Now _our_ parents are older we would love to be closer. Would have helped
immensely with caring for the kids to have grandparents local too.

------
tomtomtomtomtom
We thought we would like Ibiza a lot, went there for a couple of weeks, turned
out we didn't. While there I spotted a book on tax paradises in a bookshop,
turns out there are a bunch of countries where you don't have to pay taxes
under certain circumstances, which means you double your income when you come
from europe. Made a short list, didn't like the top one, but really liked the
second one. Have been living in Curacao (a Caribbean island 40 miles off the
coast of Venezuela) for seven years and still enjoying it a lot!

------
sandworm101
Easy. I joined the military. Where i live is thier decision/responsability
now. (In reality we select a posting preference. I picked and got a posting
within 100 miles of my home town.)

------
jpablo
Where my wife's family is. There wasn't much question about it

------
K9DRDOh
Like most people here, it is purely an issue of momentum. I completed my
studies and got married in this city.

Where I live is ok, im used to it lots of family around .. but deep in side
somehow I feel stifled

------
pimterry
Barcelona (coming from the UK).

Reasonably cheap compared to other major European cities, great weather, close
to the outdoors & the ocean, very walkable & cycleable with lots of public
transport, good tech community, and amazing food, drink & lifestyle. My costs
have halved compared to London, with a far higher quality of life.

Only real downside is that local salaries aren't great, but if you're working
remotely that doesn't matter in the slightest.

------
KineticLensman
Relocated 30 years ago (from a Sorthern English city) because of work and then
fell in love with the new area (a Southern English coastal city). Now I have a
stupid 70 mile drive to work that I tolerate because I'm where I want to be
when I'm not working. I've since moved a bit within the local area to get
closer to the countryside but am basically within a few miles of where I moved
to 30 years ago.

When I am working, I work remotely quite a lot.

------
how2chooseplace
Please excuse the throwaway account.

I realized a few years ago that the place where you live determines a lot of
what happens in your life:

The type of people you meet, the type of sports you can do, environments you
see, activities & events you can take part in, people you meet, cost of
living, tax, local wages, type of housing, what kind of foods you can eat,
what the weather is like, transportation systems, healthcare, internet
connectivity, what language you will speak, religious activities, exposure to
diseases, peacefulness / safety & stability ... and so on.

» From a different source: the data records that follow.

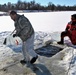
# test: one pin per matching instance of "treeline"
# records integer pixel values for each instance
(32, 5)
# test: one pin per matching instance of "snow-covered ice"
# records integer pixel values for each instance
(48, 26)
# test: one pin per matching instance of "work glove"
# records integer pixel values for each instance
(14, 35)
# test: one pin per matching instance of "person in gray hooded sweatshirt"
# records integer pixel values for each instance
(25, 31)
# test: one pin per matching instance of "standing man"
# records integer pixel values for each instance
(70, 31)
(25, 31)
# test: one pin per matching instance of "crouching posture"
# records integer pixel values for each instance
(70, 31)
(25, 31)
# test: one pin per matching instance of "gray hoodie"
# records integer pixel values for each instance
(23, 27)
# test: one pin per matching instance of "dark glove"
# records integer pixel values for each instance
(14, 35)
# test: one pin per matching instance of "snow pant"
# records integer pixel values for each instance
(28, 49)
(69, 34)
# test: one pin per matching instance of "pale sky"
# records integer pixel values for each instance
(45, 2)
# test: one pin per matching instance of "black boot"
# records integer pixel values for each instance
(33, 59)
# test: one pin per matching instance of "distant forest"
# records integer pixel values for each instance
(32, 5)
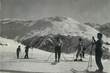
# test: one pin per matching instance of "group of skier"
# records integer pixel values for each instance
(80, 50)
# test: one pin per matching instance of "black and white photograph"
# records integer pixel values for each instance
(54, 36)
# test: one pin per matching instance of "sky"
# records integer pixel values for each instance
(94, 11)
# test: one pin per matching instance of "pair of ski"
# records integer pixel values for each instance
(85, 71)
(54, 63)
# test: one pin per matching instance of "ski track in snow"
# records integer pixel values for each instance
(39, 61)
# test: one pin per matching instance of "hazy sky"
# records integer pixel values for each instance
(97, 11)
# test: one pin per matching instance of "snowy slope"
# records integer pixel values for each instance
(39, 62)
(62, 25)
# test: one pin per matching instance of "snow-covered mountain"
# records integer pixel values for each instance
(17, 29)
(37, 30)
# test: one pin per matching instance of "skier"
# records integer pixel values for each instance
(79, 50)
(58, 49)
(26, 52)
(98, 51)
(18, 51)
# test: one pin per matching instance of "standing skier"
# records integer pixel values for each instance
(58, 49)
(18, 51)
(99, 51)
(79, 50)
(26, 52)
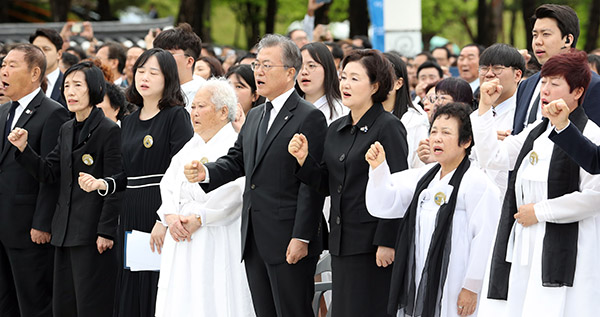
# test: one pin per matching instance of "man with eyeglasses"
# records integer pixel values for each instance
(281, 217)
(185, 46)
(501, 67)
(555, 31)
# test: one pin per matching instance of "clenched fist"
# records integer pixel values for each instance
(298, 147)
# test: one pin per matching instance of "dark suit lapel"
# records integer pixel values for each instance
(3, 117)
(283, 117)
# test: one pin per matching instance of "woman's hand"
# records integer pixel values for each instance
(191, 224)
(104, 244)
(467, 302)
(18, 138)
(384, 256)
(157, 237)
(298, 147)
(375, 155)
(89, 183)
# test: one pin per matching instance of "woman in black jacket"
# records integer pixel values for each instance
(84, 225)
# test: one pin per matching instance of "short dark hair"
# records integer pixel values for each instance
(460, 112)
(458, 88)
(216, 70)
(566, 19)
(52, 35)
(69, 59)
(378, 68)
(116, 51)
(34, 57)
(429, 64)
(365, 39)
(594, 60)
(172, 95)
(403, 100)
(480, 48)
(331, 83)
(502, 54)
(94, 79)
(430, 57)
(573, 66)
(336, 50)
(116, 99)
(180, 38)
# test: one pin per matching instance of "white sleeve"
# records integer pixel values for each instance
(169, 190)
(389, 195)
(572, 207)
(483, 210)
(224, 204)
(492, 153)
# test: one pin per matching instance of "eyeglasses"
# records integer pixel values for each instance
(310, 67)
(440, 98)
(496, 69)
(266, 67)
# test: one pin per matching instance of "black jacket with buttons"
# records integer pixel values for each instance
(80, 217)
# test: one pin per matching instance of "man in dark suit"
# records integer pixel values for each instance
(281, 233)
(50, 42)
(555, 31)
(26, 207)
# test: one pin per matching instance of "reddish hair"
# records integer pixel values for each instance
(572, 65)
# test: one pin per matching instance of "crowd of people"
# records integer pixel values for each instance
(438, 185)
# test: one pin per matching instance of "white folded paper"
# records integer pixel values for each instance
(138, 255)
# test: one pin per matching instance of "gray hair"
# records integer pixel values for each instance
(291, 56)
(222, 94)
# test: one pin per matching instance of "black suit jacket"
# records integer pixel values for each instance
(281, 206)
(343, 173)
(525, 91)
(80, 216)
(24, 203)
(56, 93)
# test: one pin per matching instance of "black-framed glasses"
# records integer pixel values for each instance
(266, 67)
(496, 69)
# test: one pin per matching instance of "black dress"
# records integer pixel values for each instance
(147, 149)
(360, 287)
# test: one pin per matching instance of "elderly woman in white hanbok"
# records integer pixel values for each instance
(546, 254)
(201, 271)
(449, 209)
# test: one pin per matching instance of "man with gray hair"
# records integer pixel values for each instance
(281, 217)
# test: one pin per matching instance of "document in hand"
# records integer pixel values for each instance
(138, 255)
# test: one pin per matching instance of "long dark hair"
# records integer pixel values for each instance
(403, 100)
(331, 83)
(172, 95)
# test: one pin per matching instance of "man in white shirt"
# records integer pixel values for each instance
(185, 45)
(50, 42)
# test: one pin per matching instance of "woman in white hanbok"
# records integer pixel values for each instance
(546, 254)
(201, 271)
(449, 209)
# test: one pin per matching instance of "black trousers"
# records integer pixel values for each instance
(281, 290)
(26, 280)
(84, 281)
(360, 287)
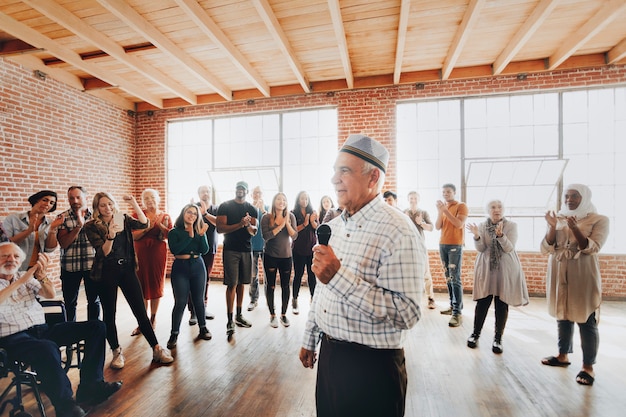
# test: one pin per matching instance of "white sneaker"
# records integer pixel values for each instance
(118, 359)
(161, 355)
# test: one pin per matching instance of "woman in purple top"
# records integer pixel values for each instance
(278, 229)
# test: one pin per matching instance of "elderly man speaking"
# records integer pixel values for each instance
(26, 337)
(371, 273)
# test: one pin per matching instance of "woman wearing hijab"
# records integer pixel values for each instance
(498, 273)
(573, 285)
(31, 230)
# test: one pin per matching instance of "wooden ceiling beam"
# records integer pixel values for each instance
(462, 34)
(206, 24)
(16, 47)
(342, 43)
(403, 22)
(271, 22)
(609, 12)
(128, 15)
(31, 36)
(74, 24)
(528, 29)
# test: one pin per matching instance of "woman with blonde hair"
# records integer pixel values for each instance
(151, 251)
(278, 229)
(110, 233)
(188, 242)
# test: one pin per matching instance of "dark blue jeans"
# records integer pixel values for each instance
(39, 347)
(589, 338)
(451, 258)
(188, 280)
(299, 262)
(272, 266)
(70, 284)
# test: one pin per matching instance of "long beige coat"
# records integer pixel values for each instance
(508, 281)
(573, 282)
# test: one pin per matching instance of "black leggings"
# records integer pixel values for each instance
(283, 266)
(482, 307)
(124, 277)
(299, 262)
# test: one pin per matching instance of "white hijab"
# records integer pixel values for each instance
(584, 208)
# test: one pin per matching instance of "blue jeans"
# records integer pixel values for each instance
(188, 280)
(589, 338)
(70, 285)
(254, 285)
(451, 257)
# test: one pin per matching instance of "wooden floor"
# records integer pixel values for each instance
(260, 374)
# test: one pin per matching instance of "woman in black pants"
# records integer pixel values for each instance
(110, 233)
(278, 228)
(307, 221)
(498, 272)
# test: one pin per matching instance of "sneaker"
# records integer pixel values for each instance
(161, 355)
(497, 346)
(70, 409)
(472, 341)
(118, 359)
(241, 322)
(171, 343)
(205, 334)
(456, 320)
(97, 393)
(230, 328)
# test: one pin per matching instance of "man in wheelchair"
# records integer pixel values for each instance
(26, 337)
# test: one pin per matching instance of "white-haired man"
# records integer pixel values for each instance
(26, 337)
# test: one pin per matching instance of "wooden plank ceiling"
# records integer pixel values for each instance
(156, 54)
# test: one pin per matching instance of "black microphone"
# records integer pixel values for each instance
(323, 233)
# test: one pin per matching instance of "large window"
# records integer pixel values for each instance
(520, 149)
(286, 152)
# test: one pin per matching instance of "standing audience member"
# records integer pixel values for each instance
(31, 230)
(278, 228)
(77, 255)
(26, 337)
(209, 216)
(391, 198)
(326, 205)
(573, 284)
(236, 218)
(258, 247)
(421, 220)
(187, 241)
(151, 251)
(451, 216)
(498, 272)
(302, 247)
(114, 267)
(368, 295)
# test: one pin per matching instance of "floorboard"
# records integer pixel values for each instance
(259, 374)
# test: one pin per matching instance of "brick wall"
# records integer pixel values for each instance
(53, 136)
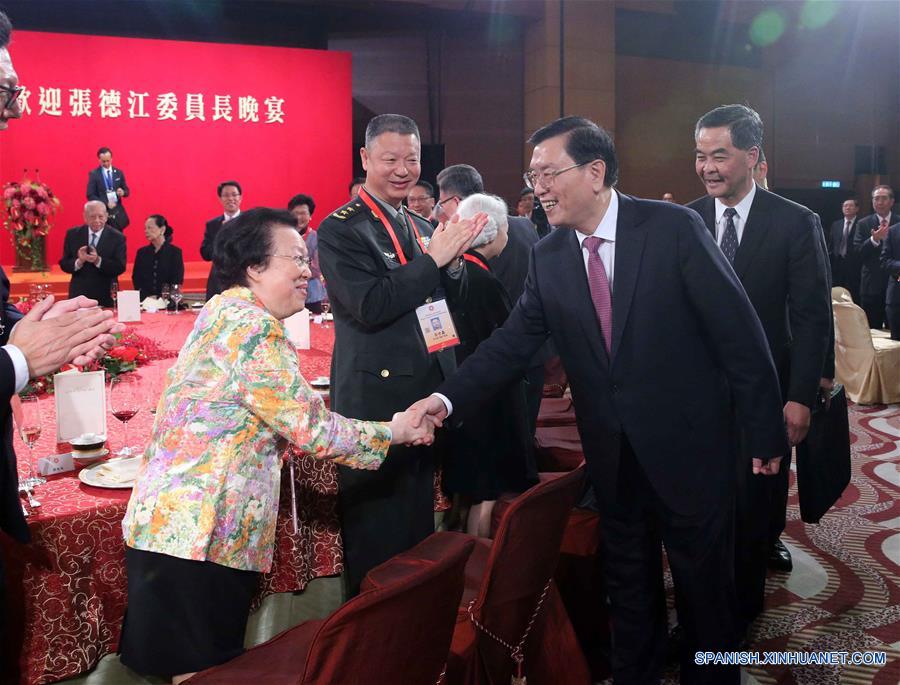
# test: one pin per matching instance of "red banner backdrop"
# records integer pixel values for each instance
(179, 117)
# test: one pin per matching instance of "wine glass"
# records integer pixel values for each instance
(30, 425)
(124, 403)
(175, 289)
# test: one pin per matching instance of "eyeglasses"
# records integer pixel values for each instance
(301, 262)
(439, 207)
(547, 176)
(12, 94)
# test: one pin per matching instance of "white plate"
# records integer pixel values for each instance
(111, 474)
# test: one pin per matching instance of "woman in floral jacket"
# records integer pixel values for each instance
(200, 525)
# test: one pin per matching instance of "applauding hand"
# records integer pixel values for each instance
(405, 432)
(428, 410)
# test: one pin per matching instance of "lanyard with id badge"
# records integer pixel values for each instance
(435, 320)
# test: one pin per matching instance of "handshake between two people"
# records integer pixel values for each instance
(416, 425)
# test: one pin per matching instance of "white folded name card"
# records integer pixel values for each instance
(128, 304)
(80, 404)
(297, 327)
(56, 463)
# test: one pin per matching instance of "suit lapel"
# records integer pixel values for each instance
(754, 234)
(630, 240)
(576, 290)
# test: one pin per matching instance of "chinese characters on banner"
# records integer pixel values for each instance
(110, 104)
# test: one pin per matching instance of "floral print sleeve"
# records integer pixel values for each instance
(209, 481)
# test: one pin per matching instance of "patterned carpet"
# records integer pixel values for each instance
(844, 591)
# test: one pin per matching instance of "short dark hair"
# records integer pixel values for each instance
(246, 241)
(586, 141)
(391, 123)
(301, 199)
(161, 222)
(225, 184)
(460, 179)
(886, 187)
(5, 30)
(357, 181)
(743, 123)
(427, 186)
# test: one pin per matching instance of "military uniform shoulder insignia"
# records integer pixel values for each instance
(347, 211)
(416, 214)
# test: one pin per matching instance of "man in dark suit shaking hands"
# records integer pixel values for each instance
(656, 336)
(229, 193)
(776, 249)
(39, 343)
(107, 184)
(94, 254)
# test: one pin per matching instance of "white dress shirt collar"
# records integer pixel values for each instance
(606, 229)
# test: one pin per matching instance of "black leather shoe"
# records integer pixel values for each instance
(780, 558)
(675, 644)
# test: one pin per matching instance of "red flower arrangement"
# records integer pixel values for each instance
(30, 206)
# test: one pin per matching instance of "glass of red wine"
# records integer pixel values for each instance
(30, 423)
(124, 403)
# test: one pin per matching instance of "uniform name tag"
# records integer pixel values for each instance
(437, 325)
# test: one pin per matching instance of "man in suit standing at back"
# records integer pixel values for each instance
(107, 184)
(657, 336)
(229, 193)
(845, 266)
(94, 254)
(456, 183)
(867, 241)
(777, 250)
(382, 263)
(890, 262)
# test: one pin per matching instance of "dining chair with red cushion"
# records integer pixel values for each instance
(509, 593)
(398, 632)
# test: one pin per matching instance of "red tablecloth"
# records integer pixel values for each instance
(67, 589)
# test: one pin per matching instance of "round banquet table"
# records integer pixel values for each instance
(66, 590)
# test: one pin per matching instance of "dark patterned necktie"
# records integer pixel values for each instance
(729, 239)
(845, 235)
(600, 292)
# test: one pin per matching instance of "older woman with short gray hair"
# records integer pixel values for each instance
(492, 452)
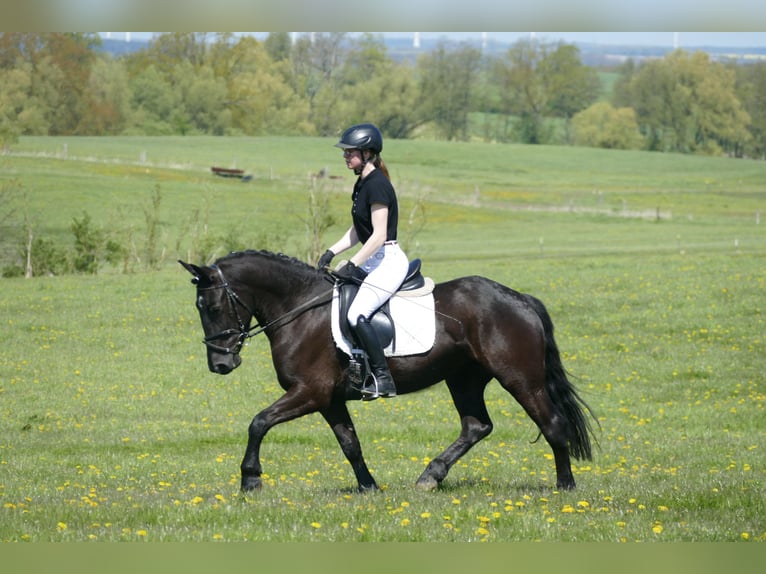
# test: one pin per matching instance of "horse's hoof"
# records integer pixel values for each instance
(368, 488)
(251, 483)
(427, 483)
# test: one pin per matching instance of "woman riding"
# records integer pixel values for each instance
(380, 262)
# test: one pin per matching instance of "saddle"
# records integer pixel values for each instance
(381, 320)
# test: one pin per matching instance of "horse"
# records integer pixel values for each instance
(484, 331)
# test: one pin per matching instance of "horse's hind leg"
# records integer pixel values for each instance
(468, 395)
(553, 426)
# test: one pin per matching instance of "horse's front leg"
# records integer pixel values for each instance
(291, 405)
(339, 419)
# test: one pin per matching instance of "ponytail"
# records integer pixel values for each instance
(380, 164)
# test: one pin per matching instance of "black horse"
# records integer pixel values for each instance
(484, 330)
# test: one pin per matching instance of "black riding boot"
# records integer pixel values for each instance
(384, 384)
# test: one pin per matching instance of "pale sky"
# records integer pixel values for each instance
(688, 39)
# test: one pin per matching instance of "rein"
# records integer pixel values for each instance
(244, 332)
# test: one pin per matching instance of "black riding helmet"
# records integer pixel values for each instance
(362, 136)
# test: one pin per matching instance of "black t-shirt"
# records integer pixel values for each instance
(375, 188)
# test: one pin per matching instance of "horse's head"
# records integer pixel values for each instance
(224, 316)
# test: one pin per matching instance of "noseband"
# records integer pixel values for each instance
(243, 332)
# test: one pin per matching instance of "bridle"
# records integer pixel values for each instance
(242, 331)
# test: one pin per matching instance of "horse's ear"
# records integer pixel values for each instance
(193, 269)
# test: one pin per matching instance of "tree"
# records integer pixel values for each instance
(751, 91)
(315, 76)
(687, 103)
(378, 90)
(522, 93)
(602, 125)
(154, 101)
(446, 81)
(569, 85)
(58, 67)
(109, 97)
(260, 98)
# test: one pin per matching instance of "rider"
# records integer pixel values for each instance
(380, 262)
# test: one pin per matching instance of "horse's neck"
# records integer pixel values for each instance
(274, 286)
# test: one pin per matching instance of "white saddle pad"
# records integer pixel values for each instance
(414, 322)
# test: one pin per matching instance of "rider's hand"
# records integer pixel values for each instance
(325, 259)
(350, 272)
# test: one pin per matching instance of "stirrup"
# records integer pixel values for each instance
(370, 391)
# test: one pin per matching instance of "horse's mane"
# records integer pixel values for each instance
(280, 258)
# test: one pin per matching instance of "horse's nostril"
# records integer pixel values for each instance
(221, 368)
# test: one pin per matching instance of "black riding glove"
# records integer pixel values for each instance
(325, 259)
(350, 273)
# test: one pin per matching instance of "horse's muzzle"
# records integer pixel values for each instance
(223, 364)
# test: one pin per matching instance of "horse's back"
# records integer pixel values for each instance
(483, 304)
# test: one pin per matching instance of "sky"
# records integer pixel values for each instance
(679, 39)
(730, 16)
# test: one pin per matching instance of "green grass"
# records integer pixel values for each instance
(112, 429)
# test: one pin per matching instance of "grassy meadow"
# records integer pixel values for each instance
(653, 267)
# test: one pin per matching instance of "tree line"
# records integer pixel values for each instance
(222, 84)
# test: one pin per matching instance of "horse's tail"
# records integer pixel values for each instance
(561, 391)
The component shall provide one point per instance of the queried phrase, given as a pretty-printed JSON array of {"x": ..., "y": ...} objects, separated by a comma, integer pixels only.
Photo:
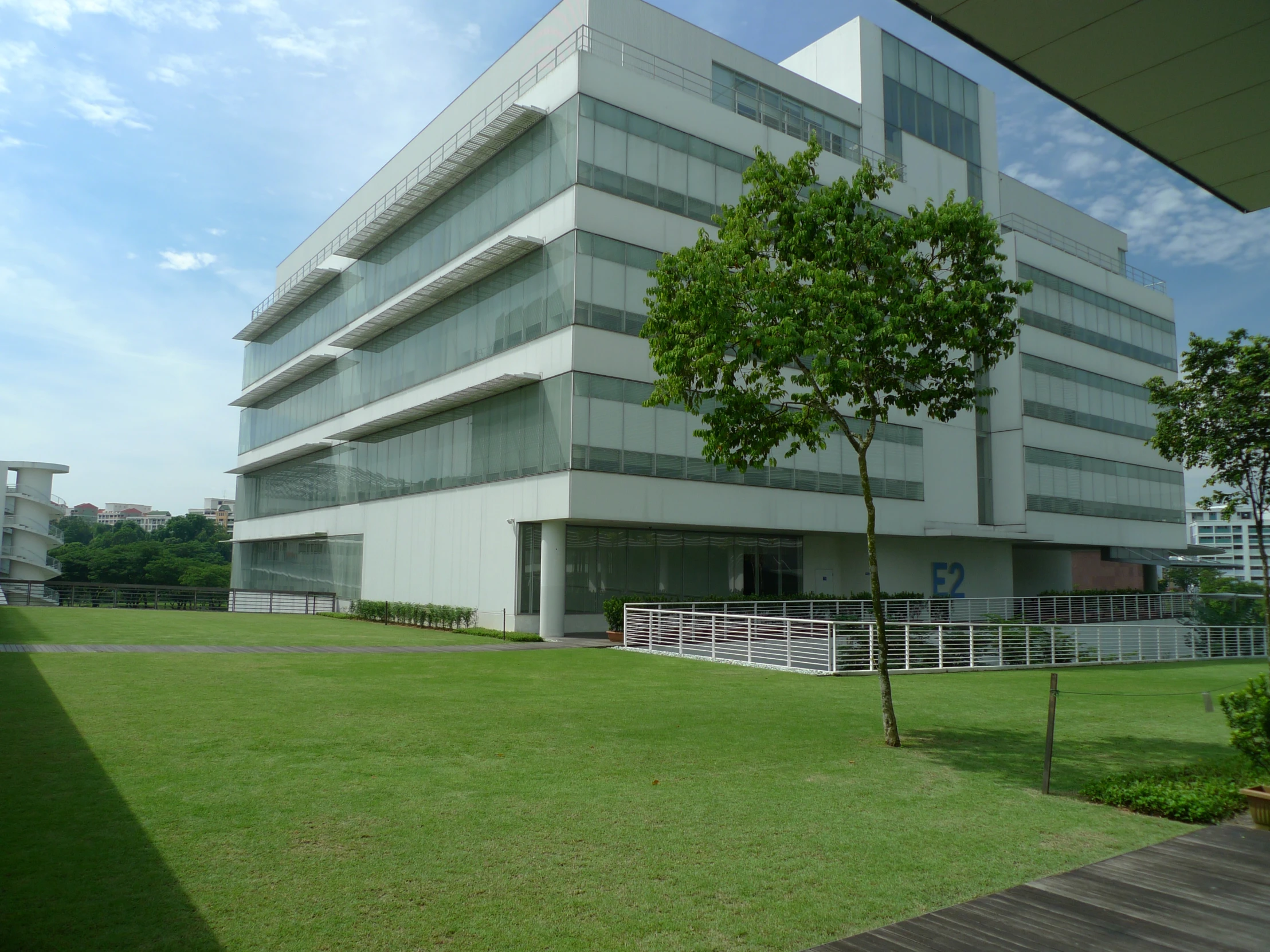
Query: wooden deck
[{"x": 1207, "y": 890}]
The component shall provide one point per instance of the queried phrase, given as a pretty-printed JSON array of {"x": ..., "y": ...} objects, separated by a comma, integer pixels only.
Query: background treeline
[{"x": 190, "y": 550}]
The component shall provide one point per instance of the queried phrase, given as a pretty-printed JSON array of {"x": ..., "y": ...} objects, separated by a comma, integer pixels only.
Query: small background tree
[
  {"x": 816, "y": 312},
  {"x": 1218, "y": 416}
]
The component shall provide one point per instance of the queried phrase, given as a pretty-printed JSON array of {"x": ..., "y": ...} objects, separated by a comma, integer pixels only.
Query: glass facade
[
  {"x": 524, "y": 301},
  {"x": 525, "y": 174},
  {"x": 331, "y": 564},
  {"x": 613, "y": 280},
  {"x": 605, "y": 562},
  {"x": 1055, "y": 391},
  {"x": 504, "y": 437},
  {"x": 793, "y": 117},
  {"x": 650, "y": 163},
  {"x": 926, "y": 99},
  {"x": 1079, "y": 313},
  {"x": 613, "y": 432},
  {"x": 573, "y": 420},
  {"x": 1086, "y": 485}
]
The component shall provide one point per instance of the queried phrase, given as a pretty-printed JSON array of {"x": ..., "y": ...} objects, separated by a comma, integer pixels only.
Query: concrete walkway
[
  {"x": 303, "y": 649},
  {"x": 1206, "y": 891}
]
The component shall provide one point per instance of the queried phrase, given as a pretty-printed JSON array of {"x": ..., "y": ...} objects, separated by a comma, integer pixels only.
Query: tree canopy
[
  {"x": 1218, "y": 416},
  {"x": 814, "y": 312},
  {"x": 190, "y": 550}
]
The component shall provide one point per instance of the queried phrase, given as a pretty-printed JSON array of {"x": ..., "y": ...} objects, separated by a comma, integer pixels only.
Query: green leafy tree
[
  {"x": 1218, "y": 416},
  {"x": 816, "y": 313}
]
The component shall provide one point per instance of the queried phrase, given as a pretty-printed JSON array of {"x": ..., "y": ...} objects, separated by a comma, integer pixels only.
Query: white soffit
[
  {"x": 286, "y": 298},
  {"x": 410, "y": 197},
  {"x": 467, "y": 272},
  {"x": 1185, "y": 81},
  {"x": 294, "y": 454},
  {"x": 431, "y": 408},
  {"x": 272, "y": 385}
]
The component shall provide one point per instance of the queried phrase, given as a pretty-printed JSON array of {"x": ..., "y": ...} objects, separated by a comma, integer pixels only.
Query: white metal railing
[
  {"x": 1048, "y": 237},
  {"x": 841, "y": 648},
  {"x": 1062, "y": 609},
  {"x": 582, "y": 40},
  {"x": 34, "y": 494},
  {"x": 50, "y": 530}
]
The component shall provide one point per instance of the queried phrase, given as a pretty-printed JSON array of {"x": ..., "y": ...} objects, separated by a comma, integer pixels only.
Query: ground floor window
[
  {"x": 602, "y": 562},
  {"x": 331, "y": 564}
]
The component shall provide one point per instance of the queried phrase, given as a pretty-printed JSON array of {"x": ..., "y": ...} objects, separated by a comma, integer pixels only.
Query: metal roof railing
[
  {"x": 582, "y": 40},
  {"x": 1048, "y": 237}
]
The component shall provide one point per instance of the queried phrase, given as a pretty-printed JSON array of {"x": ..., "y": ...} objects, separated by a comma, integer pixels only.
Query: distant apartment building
[
  {"x": 1237, "y": 540},
  {"x": 30, "y": 508},
  {"x": 145, "y": 516},
  {"x": 219, "y": 510}
]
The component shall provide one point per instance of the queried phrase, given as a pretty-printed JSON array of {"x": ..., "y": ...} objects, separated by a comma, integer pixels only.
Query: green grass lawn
[
  {"x": 539, "y": 800},
  {"x": 128, "y": 626}
]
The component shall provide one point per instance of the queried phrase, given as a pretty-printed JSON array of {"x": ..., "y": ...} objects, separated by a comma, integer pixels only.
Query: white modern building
[
  {"x": 1237, "y": 538},
  {"x": 442, "y": 398},
  {"x": 30, "y": 508},
  {"x": 219, "y": 510}
]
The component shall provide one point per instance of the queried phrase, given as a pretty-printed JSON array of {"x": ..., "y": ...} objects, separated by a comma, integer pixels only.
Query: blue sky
[{"x": 159, "y": 159}]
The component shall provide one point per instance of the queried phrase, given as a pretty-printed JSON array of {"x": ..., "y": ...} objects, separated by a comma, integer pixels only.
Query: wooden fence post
[{"x": 1049, "y": 731}]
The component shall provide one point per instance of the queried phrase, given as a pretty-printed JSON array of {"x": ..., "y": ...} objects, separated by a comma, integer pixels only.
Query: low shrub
[
  {"x": 1198, "y": 794},
  {"x": 426, "y": 616},
  {"x": 1248, "y": 711}
]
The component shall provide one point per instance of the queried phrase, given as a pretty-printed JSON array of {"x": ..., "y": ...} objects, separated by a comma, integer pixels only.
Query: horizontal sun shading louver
[
  {"x": 272, "y": 385},
  {"x": 450, "y": 282},
  {"x": 294, "y": 292},
  {"x": 431, "y": 408},
  {"x": 433, "y": 178}
]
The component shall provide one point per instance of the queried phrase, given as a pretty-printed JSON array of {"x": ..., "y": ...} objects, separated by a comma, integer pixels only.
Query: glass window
[
  {"x": 615, "y": 434},
  {"x": 784, "y": 113},
  {"x": 1055, "y": 391},
  {"x": 927, "y": 99},
  {"x": 1063, "y": 308},
  {"x": 1084, "y": 485},
  {"x": 606, "y": 562},
  {"x": 521, "y": 177},
  {"x": 332, "y": 564}
]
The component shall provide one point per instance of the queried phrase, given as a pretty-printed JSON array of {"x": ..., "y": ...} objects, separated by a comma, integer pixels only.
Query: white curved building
[{"x": 30, "y": 508}]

Human life also has a certain momentum to it that means you are quite likely
to stay in one place or nearby it for much of your life if you settle
intentionally or get stuck unintentionally. So it's a situation where if you
get it right at the start, you can be happy for quite a long time, and if you
get it wrong, you can be suffering for a long time. Finding somewhere just 1%
'nicer' can integrate well over the years.

I began by deliberately saving up a 'find a new home' fund for a couple of
years while working normally so that I could take some time to travel freely
and in a patient/relaxed way. I spent these years looking at multiple sources
of information:

\- International statistics & websites & thematic maps describing the basic
shape of many countries - quality of life, climate, culture / attitude of
people there, cost of living, tax, etc. Forums for immigrants, forums for
tourists, forums for locals. Newspaper articles. Anything I could find.

\- I made a shortlist of about 10-15 countries (occasionally adding/removing
new ideas over the years) and used a combination of VR streetviews and real
life 3-7 day trips to build an idea of the feeling of being in each country. I
made a point to avoid all tourism, keep costs low, and stick to exploring
widely on foot and visiting residential areas to get a taste of actual life as
an immigrant. I would ask locals where they would live in the town (and
country) if they had the freedom to choose, and why. I would ask immigrants
how they felt about being there and if they knew of any better places (towns
or countries). I kept a list of the top 5 towns or cities in each country that
might suit me best and would adjust my trip following advice from local people
as I travelled.

\- If I found I was having a nice time and felt happy somewhere, I would wait
a few weeks then go back for a second trip staying in my favourite town for
2-4 weeks, to see if I continued to like the place. This gave me a chance to
exclude 'sunny weather' effects, i.e. almost anywhere can seem nice on a sunny
day. Also it helped to overcome the novelty effect. New places are always fun,
for a while. It's useful to ask yourself if you still feel excited about the
idea of going back for another full month having just spent a week somewhere.

I won't say where I picked in the end, because the process is much more
important than a particular result - and because my needs & values &
preferences & language background will be different to anyone else's.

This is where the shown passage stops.